渡り鳥「キビタキ」「ノビタキ」越冬地との間の移動経路を明らかに 森林総研2025年8月14日
森林研究・整備機構森林総合研究所、北海道大学、オルデンブルク大学、北海道立総合研究機構林業試験場、ニュージーランド森林研究所、バードライフインターナショナル、国立環境研究所、人間環境大学、神戸大学、東京大学の研究グループは、日本の小型の渡り鳥(キビタキとノビタキ)の越冬地との移動経路について調査。また、越冬地での保全活動に対する支払い意志額についてのアンケート調査を実施した。
同研究では、キビタキとノビタキの渡り経路について小型のロガー(ジオロケーター)を用いて追跡。越冬地である東南アジアとの間でどのような地域を通って移動しているのかを具体的に明らかにし、これまでに確認されていなかった新たな経路の存在も判明した。

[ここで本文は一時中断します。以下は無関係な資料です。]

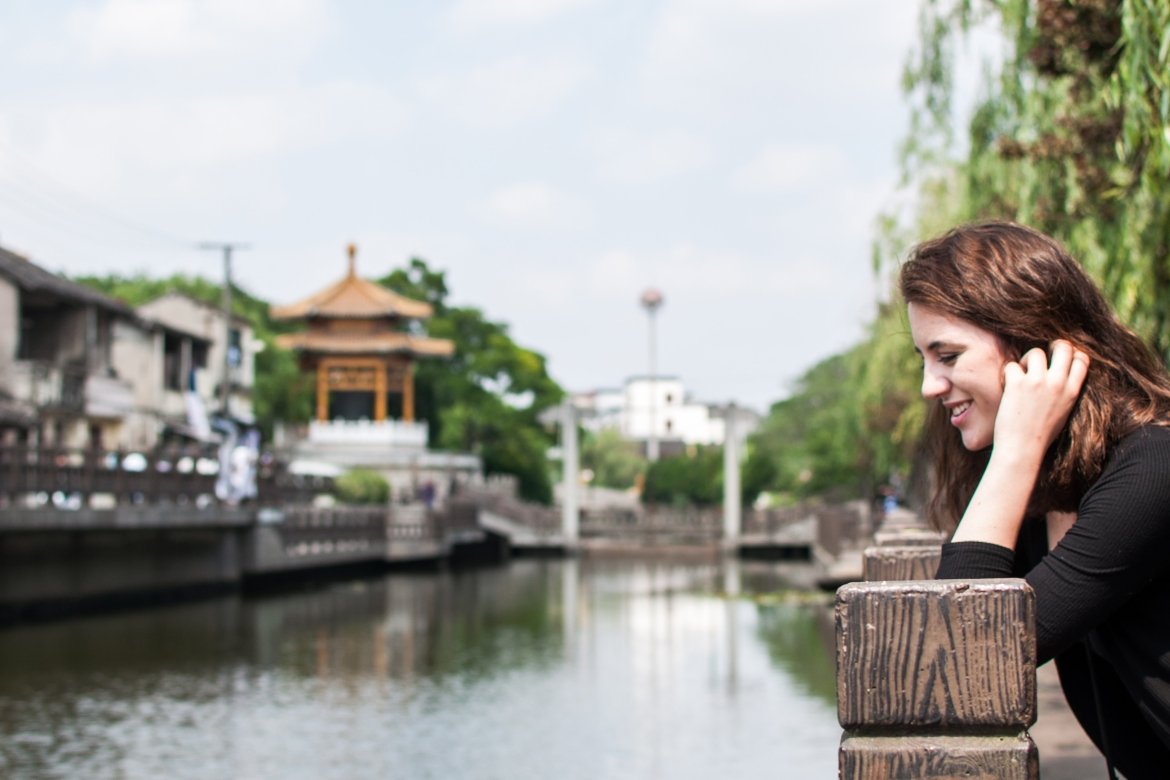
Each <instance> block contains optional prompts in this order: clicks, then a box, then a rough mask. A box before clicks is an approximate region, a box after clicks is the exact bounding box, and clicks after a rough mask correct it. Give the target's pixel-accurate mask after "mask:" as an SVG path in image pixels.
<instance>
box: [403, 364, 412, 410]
mask: <svg viewBox="0 0 1170 780" xmlns="http://www.w3.org/2000/svg"><path fill="white" fill-rule="evenodd" d="M402 421H404V422H414V363H412V361H409V360H407V361H406V370H405V371H402Z"/></svg>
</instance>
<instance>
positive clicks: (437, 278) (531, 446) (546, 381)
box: [378, 257, 564, 503]
mask: <svg viewBox="0 0 1170 780" xmlns="http://www.w3.org/2000/svg"><path fill="white" fill-rule="evenodd" d="M378 283H379V284H384V285H385V287H387V288H390V289H392V290H394V291H395V292H399V294H401V295H405V296H407V297H409V298H414V299H417V301H426V302H427V303H429V304H431V305H432V306H433V308H434V316H433V317H432V318H431V319H429V320H427V323H426V327H427V332H428V334H429V336H432V337H434V338H446V339H450V340H452V341H454V343H455V354H454V356H453V357H452V358H450V359H449V360H426V361H421V363H420V364H419V367H418V372H417V374H415V414H417V415H418V416H419V419H420V420H425V421H426V422H427V424H428V427H429V432H431V441H432V442H436V443H438V446H439V447H441V448H443V449H452V450H459V451H464V453H475V454H477V455H479V456H480V457H481V458H482V461H483V470H484V472H487V474H511V475H515V476H516V477H517V481H518V484H519V492H521V495H522V496H523V497H525V498H529V499H531V501H538V502H542V503H549V502H551V501H552V484H551V479H550V472H549V463H548V457H546V453H548V449H549V447H550V446H551V444H552V436H551V434H550V433H549V432H546V430H545V429H544V427H543V426H542V424H541V422H539V415H541V413H542V412H544V410H545V409H548V408H549V407H551V406H555V405H556V403H558V402H559V401H560V399H562V398H563V395H564V391H563V389H562V388H560V386H559V385H557V382H556V381H553V380H552V378H551V377H550V375H549V372H548V366H546V363H545V359H544V356H542V354H539V353H538V352H535V351H532V350H529V348H525V347H522V346H519V345H518V344H516V343H515V341H514V340H512V339H511V336H509V333H508V326H507V325H505V324H503V323H498V322H493V320H490V319H488V318H487V317H486V316H484V315H483V312H482V311H480V310H479V309H475V308H472V306H453V305H450V304H449V303H448V301H447V297H448V295H449V289H448V287H447V278H446V272H445V271H441V270H434V269H432V268H431V267H429V265H427V263H426V261H424V260H420V258H418V257H415V258H412V260H411V262H409V263H408V264H407V267H406V268H401V269H395V270H393V271H391V272H390V274H387V275H386V276H384V277H381V278H380V279H378Z"/></svg>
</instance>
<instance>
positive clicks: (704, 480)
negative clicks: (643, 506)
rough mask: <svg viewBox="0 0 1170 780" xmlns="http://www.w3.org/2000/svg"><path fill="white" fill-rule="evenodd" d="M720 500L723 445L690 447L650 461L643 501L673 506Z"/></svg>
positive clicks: (714, 502) (721, 474)
mask: <svg viewBox="0 0 1170 780" xmlns="http://www.w3.org/2000/svg"><path fill="white" fill-rule="evenodd" d="M722 501H723V448H722V447H710V446H708V447H693V448H690V449H688V451H686V453H682V454H680V455H672V456H670V457H663V458H661V460H658V461H655V462H653V463H651V464H649V467H648V468H647V470H646V482H645V484H643V485H642V502H643V503H647V504H669V505H673V506H679V508H682V506H713V505H715V504H718V503H720V502H722Z"/></svg>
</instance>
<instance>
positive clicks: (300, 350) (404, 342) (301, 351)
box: [276, 332, 455, 358]
mask: <svg viewBox="0 0 1170 780" xmlns="http://www.w3.org/2000/svg"><path fill="white" fill-rule="evenodd" d="M276 343H277V344H278V345H280V346H282V347H284V348H285V350H296V351H300V352H318V353H326V354H395V353H402V354H417V356H424V357H434V358H446V357H449V356H452V354H454V352H455V343H454V341H449V340H447V339H436V338H427V337H421V336H411V334H409V333H397V332H395V333H359V334H355V333H321V332H305V333H287V334H284V336H277V337H276Z"/></svg>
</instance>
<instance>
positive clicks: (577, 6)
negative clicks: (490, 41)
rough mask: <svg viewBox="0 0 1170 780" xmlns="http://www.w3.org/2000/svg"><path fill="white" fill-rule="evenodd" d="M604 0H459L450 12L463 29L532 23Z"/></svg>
mask: <svg viewBox="0 0 1170 780" xmlns="http://www.w3.org/2000/svg"><path fill="white" fill-rule="evenodd" d="M599 1H601V0H460V1H459V2H456V4H455V5H454V6H453V7H452V8H450V11H449V12H448V14H447V19H448V21H449V22H450V23H452V25H453V26H454V27H455V28H456V29H460V30H464V32H467V30H476V29H480V28H483V27H496V26H530V25H537V23H541V22H545V21H549V20H550V19H555V18H557V16H563V15H565V14H567V13H571V12H573V11H577V9H579V8H584V7H587V6H591V5H597V4H598V2H599Z"/></svg>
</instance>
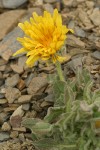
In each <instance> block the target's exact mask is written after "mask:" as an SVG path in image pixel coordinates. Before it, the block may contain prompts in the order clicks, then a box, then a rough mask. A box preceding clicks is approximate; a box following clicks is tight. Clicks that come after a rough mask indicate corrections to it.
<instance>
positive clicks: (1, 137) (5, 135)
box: [0, 132, 10, 142]
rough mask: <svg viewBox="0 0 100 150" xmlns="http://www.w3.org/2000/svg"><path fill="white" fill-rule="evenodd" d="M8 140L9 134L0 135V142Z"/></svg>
mask: <svg viewBox="0 0 100 150" xmlns="http://www.w3.org/2000/svg"><path fill="white" fill-rule="evenodd" d="M9 138H10V135H9V133H7V132H1V133H0V141H1V142H2V141H5V140H8V139H9Z"/></svg>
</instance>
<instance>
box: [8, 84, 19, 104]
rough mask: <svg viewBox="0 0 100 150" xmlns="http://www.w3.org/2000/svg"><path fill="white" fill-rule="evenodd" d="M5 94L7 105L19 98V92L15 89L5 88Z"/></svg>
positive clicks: (15, 88) (11, 88)
mask: <svg viewBox="0 0 100 150" xmlns="http://www.w3.org/2000/svg"><path fill="white" fill-rule="evenodd" d="M5 92H6V94H5V97H6V99H7V100H8V103H13V102H14V100H16V99H17V98H19V97H20V96H21V92H20V91H19V90H18V89H17V88H12V87H7V88H6V89H5Z"/></svg>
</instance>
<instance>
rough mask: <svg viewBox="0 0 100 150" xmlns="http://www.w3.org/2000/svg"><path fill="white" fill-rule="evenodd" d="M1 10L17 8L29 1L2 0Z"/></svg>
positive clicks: (1, 4) (13, 8) (0, 5)
mask: <svg viewBox="0 0 100 150" xmlns="http://www.w3.org/2000/svg"><path fill="white" fill-rule="evenodd" d="M0 1H1V2H0V8H12V9H14V8H17V7H19V6H21V5H23V4H24V3H25V2H27V0H17V1H16V0H0Z"/></svg>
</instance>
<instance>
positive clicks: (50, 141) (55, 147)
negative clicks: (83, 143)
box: [34, 138, 77, 150]
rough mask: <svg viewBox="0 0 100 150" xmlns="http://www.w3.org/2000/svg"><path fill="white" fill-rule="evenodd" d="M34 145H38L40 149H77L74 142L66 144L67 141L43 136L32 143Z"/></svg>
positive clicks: (47, 149) (46, 149) (37, 145)
mask: <svg viewBox="0 0 100 150" xmlns="http://www.w3.org/2000/svg"><path fill="white" fill-rule="evenodd" d="M34 145H35V147H38V148H39V149H41V150H44V149H45V150H53V149H56V150H63V149H64V148H65V149H66V150H77V149H76V145H74V144H67V142H61V141H60V142H59V141H56V140H53V139H51V138H48V139H47V138H45V139H42V140H39V141H37V142H35V143H34Z"/></svg>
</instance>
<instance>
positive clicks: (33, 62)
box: [14, 9, 73, 66]
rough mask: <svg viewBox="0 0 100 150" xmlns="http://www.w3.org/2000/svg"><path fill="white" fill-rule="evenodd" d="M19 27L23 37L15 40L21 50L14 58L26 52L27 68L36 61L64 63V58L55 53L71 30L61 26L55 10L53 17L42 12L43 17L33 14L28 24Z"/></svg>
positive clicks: (20, 25)
mask: <svg viewBox="0 0 100 150" xmlns="http://www.w3.org/2000/svg"><path fill="white" fill-rule="evenodd" d="M19 27H20V28H21V29H22V30H23V31H24V33H25V37H23V38H18V39H17V40H18V41H19V42H20V43H21V44H22V46H23V48H21V49H20V50H18V51H17V52H16V53H15V54H14V56H15V55H17V54H20V53H23V52H26V53H27V56H28V59H27V61H26V64H27V65H29V66H33V65H34V63H35V62H36V61H37V60H38V59H41V60H50V61H53V63H55V62H56V61H60V62H62V61H64V59H65V57H61V56H59V55H58V54H57V51H59V50H60V48H61V47H62V46H63V45H64V41H65V39H66V33H67V32H68V31H71V32H73V30H71V29H68V28H67V27H66V26H65V25H62V18H61V15H60V14H59V13H58V11H57V9H55V10H54V13H53V15H51V14H50V13H49V12H47V11H44V14H43V17H42V16H38V15H37V14H36V13H33V17H31V18H30V23H29V22H28V21H25V22H24V23H19Z"/></svg>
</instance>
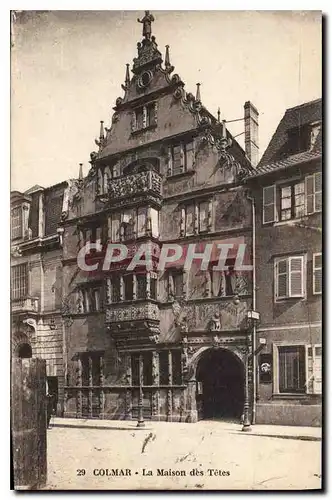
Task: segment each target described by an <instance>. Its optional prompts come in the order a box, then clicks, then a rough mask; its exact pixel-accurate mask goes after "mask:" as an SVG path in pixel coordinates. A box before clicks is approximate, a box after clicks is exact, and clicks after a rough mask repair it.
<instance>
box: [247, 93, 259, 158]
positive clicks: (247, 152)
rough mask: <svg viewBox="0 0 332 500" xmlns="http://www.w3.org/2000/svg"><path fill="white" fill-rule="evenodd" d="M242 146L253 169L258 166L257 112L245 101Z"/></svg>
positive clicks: (257, 128) (254, 107)
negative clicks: (253, 168) (243, 145)
mask: <svg viewBox="0 0 332 500" xmlns="http://www.w3.org/2000/svg"><path fill="white" fill-rule="evenodd" d="M244 144H245V151H246V155H247V157H248V158H249V160H250V162H251V164H252V166H253V167H256V166H257V164H258V160H259V158H258V155H259V147H258V111H257V109H256V108H255V106H254V105H253V104H252V103H251V102H250V101H247V102H245V103H244Z"/></svg>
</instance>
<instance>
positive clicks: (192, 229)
mask: <svg viewBox="0 0 332 500" xmlns="http://www.w3.org/2000/svg"><path fill="white" fill-rule="evenodd" d="M194 221H195V206H194V205H188V206H187V207H186V229H185V232H186V235H188V234H194Z"/></svg>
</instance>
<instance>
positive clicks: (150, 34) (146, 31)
mask: <svg viewBox="0 0 332 500" xmlns="http://www.w3.org/2000/svg"><path fill="white" fill-rule="evenodd" d="M153 21H154V17H153V15H152V14H150V11H149V10H146V11H145V15H144V17H143V18H142V19H137V22H138V23H142V24H143V37H144V38H145V39H146V40H150V38H151V23H152V22H153Z"/></svg>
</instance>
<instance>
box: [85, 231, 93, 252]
mask: <svg viewBox="0 0 332 500" xmlns="http://www.w3.org/2000/svg"><path fill="white" fill-rule="evenodd" d="M91 239H92V231H91V229H86V231H85V246H86V249H87V253H89V252H90V248H91V247H90V243H91Z"/></svg>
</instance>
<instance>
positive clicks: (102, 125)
mask: <svg viewBox="0 0 332 500" xmlns="http://www.w3.org/2000/svg"><path fill="white" fill-rule="evenodd" d="M99 139H100V141H102V140H103V139H105V133H104V122H103V120H100V132H99Z"/></svg>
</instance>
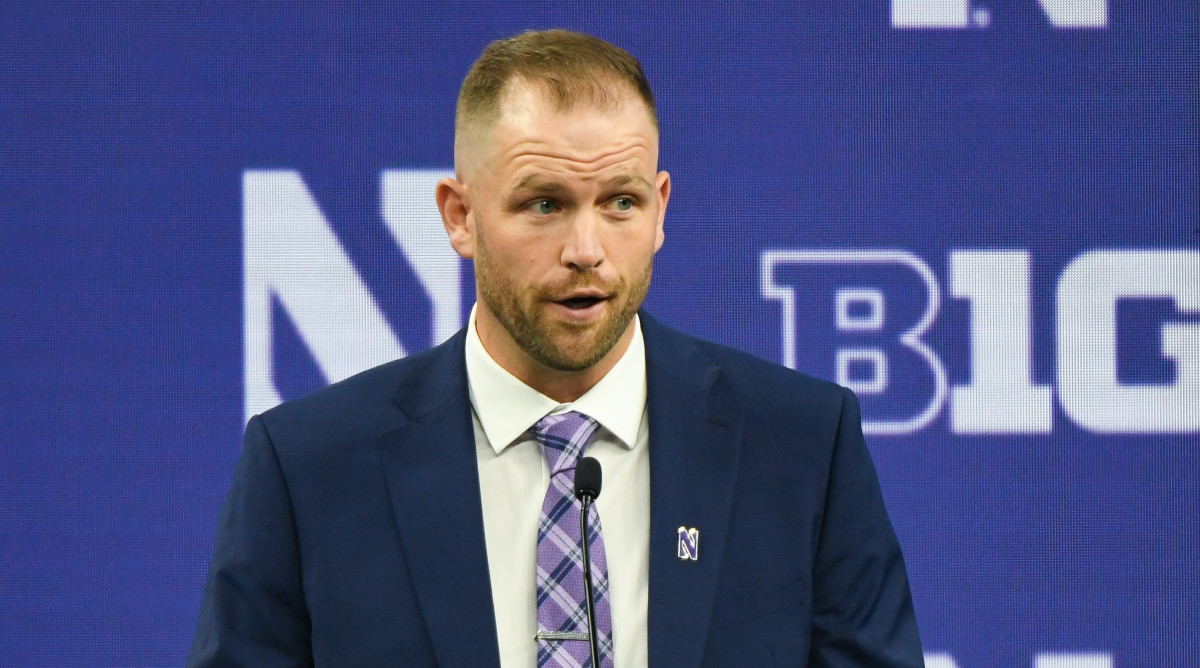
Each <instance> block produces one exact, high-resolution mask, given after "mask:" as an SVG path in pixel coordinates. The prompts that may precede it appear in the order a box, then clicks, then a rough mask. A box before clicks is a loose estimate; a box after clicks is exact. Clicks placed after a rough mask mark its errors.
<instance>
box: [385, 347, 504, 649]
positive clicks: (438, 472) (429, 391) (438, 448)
mask: <svg viewBox="0 0 1200 668" xmlns="http://www.w3.org/2000/svg"><path fill="white" fill-rule="evenodd" d="M395 402H396V404H397V407H398V408H400V410H401V411H402V413H403V414H404V417H406V420H404V421H403V423H402V426H401V427H398V428H397V429H394V431H391V432H388V433H385V434H383V435H382V437H379V452H380V456H382V459H383V468H384V475H385V477H386V480H388V492H389V494H390V497H391V504H392V510H394V512H395V514H396V524H397V526H398V529H400V536H401V542H402V544H403V547H404V556H406V559H407V560H408V567H409V570H410V576H412V582H413V588H414V590H415V591H416V597H418V601H419V603H420V608H421V614H422V615H424V618H425V624H426V628H427V630H428V633H430V640H431V643H432V644H433V651H434V655H436V656H437V660H438V663H439V664H443V666H499V654H498V643H497V637H496V618H494V613H493V607H492V596H491V590H492V589H491V582H490V578H488V567H487V547H486V541H485V535H484V518H482V501H481V499H480V494H479V470H478V464H476V459H475V437H474V431H473V428H472V414H470V399H469V395H468V392H467V377H466V365H464V361H463V332H458V335H457V336H455V337H454V338H451V339H450V341H449V342H446V343H445V344H443V345H439V347H438V348H436V349H433V350H431V351H428V353H426V354H425V355H422V356H421V357H420V359H419V360H414V363H413V368H412V372H410V373H409V375H408V377H407V378H406V379H404V381H403V383H402V385H401V387H400V390H397V392H396V397H395Z"/></svg>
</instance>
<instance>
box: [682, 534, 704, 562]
mask: <svg viewBox="0 0 1200 668" xmlns="http://www.w3.org/2000/svg"><path fill="white" fill-rule="evenodd" d="M679 559H682V560H684V561H696V560H697V559H700V529H689V528H686V526H680V528H679Z"/></svg>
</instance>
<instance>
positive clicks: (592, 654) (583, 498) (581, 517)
mask: <svg viewBox="0 0 1200 668" xmlns="http://www.w3.org/2000/svg"><path fill="white" fill-rule="evenodd" d="M580 501H581V502H582V504H583V512H582V513H580V531H582V535H583V597H584V598H586V600H587V603H588V640H589V644H590V645H592V668H600V640H599V639H598V638H596V604H595V601H594V600H593V597H592V555H590V554H589V552H588V543H590V542H592V541H590V538H589V536H588V511H589V510H590V508H592V495H590V494H580Z"/></svg>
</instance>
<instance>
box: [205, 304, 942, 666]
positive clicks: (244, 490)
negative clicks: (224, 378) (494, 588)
mask: <svg viewBox="0 0 1200 668" xmlns="http://www.w3.org/2000/svg"><path fill="white" fill-rule="evenodd" d="M642 329H643V332H644V337H646V351H647V355H646V356H647V385H648V391H649V399H648V402H649V421H650V425H649V429H650V565H649V567H650V576H649V622H648V627H649V655H650V666H655V667H659V666H686V667H691V666H805V664H808V666H871V667H875V666H896V667H900V666H904V667H908V666H922V654H920V642H919V639H918V636H917V625H916V620H914V618H913V610H912V598H911V595H910V591H908V582H907V577H906V574H905V566H904V560H902V558H901V554H900V547H899V544H898V543H896V538H895V535H894V532H893V530H892V525H890V523H889V520H888V517H887V513H886V511H884V507H883V500H882V498H881V495H880V487H878V482H877V480H876V474H875V468H874V465H872V464H871V459H870V456H869V455H868V451H866V446H865V444H864V441H863V437H862V427H860V419H859V410H858V403H857V401H856V398H854V396H853V395H852V393H851V392H850V391H847V390H844V389H841V387H839V386H836V385H833V384H830V383H826V381H821V380H816V379H812V378H809V377H806V375H803V374H800V373H797V372H793V371H790V369H785V368H782V367H779V366H775V365H770V363H767V362H763V361H761V360H757V359H755V357H751V356H749V355H745V354H743V353H738V351H734V350H731V349H728V348H724V347H719V345H715V344H712V343H707V342H702V341H698V339H694V338H690V337H686V336H684V335H682V333H678V332H676V331H672V330H670V329H667V327H666V326H664V325H661V324H659V323H656V321H654V320H653V319H650V318H649V317H647V315H646V314H642ZM463 341H464V335H463V332H460V333H458V335H457V336H455V337H454V338H451V339H450V341H448V342H446V343H444V344H442V345H438V347H437V348H433V349H431V350H427V351H425V353H421V354H419V355H414V356H410V357H407V359H403V360H398V361H396V362H392V363H389V365H384V366H382V367H377V368H374V369H371V371H367V372H365V373H362V374H359V375H356V377H354V378H350V379H348V380H346V381H342V383H337V384H335V385H331V386H330V387H326V389H324V390H322V391H319V392H317V393H314V395H311V396H308V397H305V398H301V399H296V401H293V402H288V403H284V404H282V405H280V407H277V408H275V409H271V410H269V411H266V413H264V414H263V415H262V416H258V417H254V419H253V420H251V422H250V425H248V427H247V429H246V443H245V447H244V451H242V455H241V459H240V462H239V464H238V470H236V474H235V477H234V483H233V489H232V491H230V493H229V497H228V499H227V501H226V505H224V507H223V510H222V513H221V524H220V529H218V532H217V542H216V552H215V555H214V558H212V565H211V567H210V573H209V579H208V583H206V585H205V590H204V600H203V603H202V609H200V619H199V626H198V630H197V634H196V639H194V643H193V645H192V652H191V658H190V664H192V666H254V667H272V666H311V664H317V666H336V667H350V666H434V664H438V666H464V667H482V666H498V664H499V657H498V650H497V640H496V622H494V616H493V609H492V600H491V585H490V579H488V568H487V552H486V548H485V541H484V522H482V517H481V511H480V507H481V501H480V494H479V476H478V471H476V465H475V441H474V434H473V429H472V417H470V402H469V399H468V392H467V378H466V366H464V361H463ZM679 526H694V528H697V529H700V559H698V560H697V561H682V560H680V559H678V556H677V540H678V537H677V529H678V528H679ZM530 642H532V639H530ZM617 642H620V640H619V638H618V639H617Z"/></svg>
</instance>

具体的には、北海道中部でキビタキとノビタキのそれぞれ51個体にジオロケーターを装着し、翌年帰還したキビタキ18個体とノビタキ13個体を再捕獲。ジオロケーターに保存されたデータを回収した。
照度データの解析の結果、キビタキは南西諸島とフィリピンを経由して南下し、主にボルネオで越冬していた(図1左)。春はインドシナ半島と中国を経由して日本へ北上し、季節によって渡り経路が異なる「時計回りの環状経路」を示した。

一方でノビタキは越冬地であるインドシナ半島と日本の間を中国経由で両季節とも移動していた(図1右)。以前の研究では、ノビタキはロシア東部を経由して南下していることが示されていたが、今回の研究から、本州経由の新たな南下経路(図1右の青線)が存在することも明らかになった。
また、越冬地である東南アジアでの鳥類保全活動(森林・湿地の保護や環境保全型農林業)に対する日本人の支払い意志額には何が影響しているのかを、オンラインアンケートによって調査。その結果、支払い意志額を最も大きく左右していたのは、回答者の自然との心理的つながり(人が自然との間に感じる一体感の強さ)だった。
地理的に離れた場所における保全活動への社会的支持を高めるには、環境教育、宿泊型キャンプ、身近な自然体験などを通じて、特に幼少期から自然とのつながりを育むことが重要であると考えられる。
同研究成果は5月27日に『Journal of Ornithology』誌、4月4日に『Animal Conservation』誌でオンライン公開された。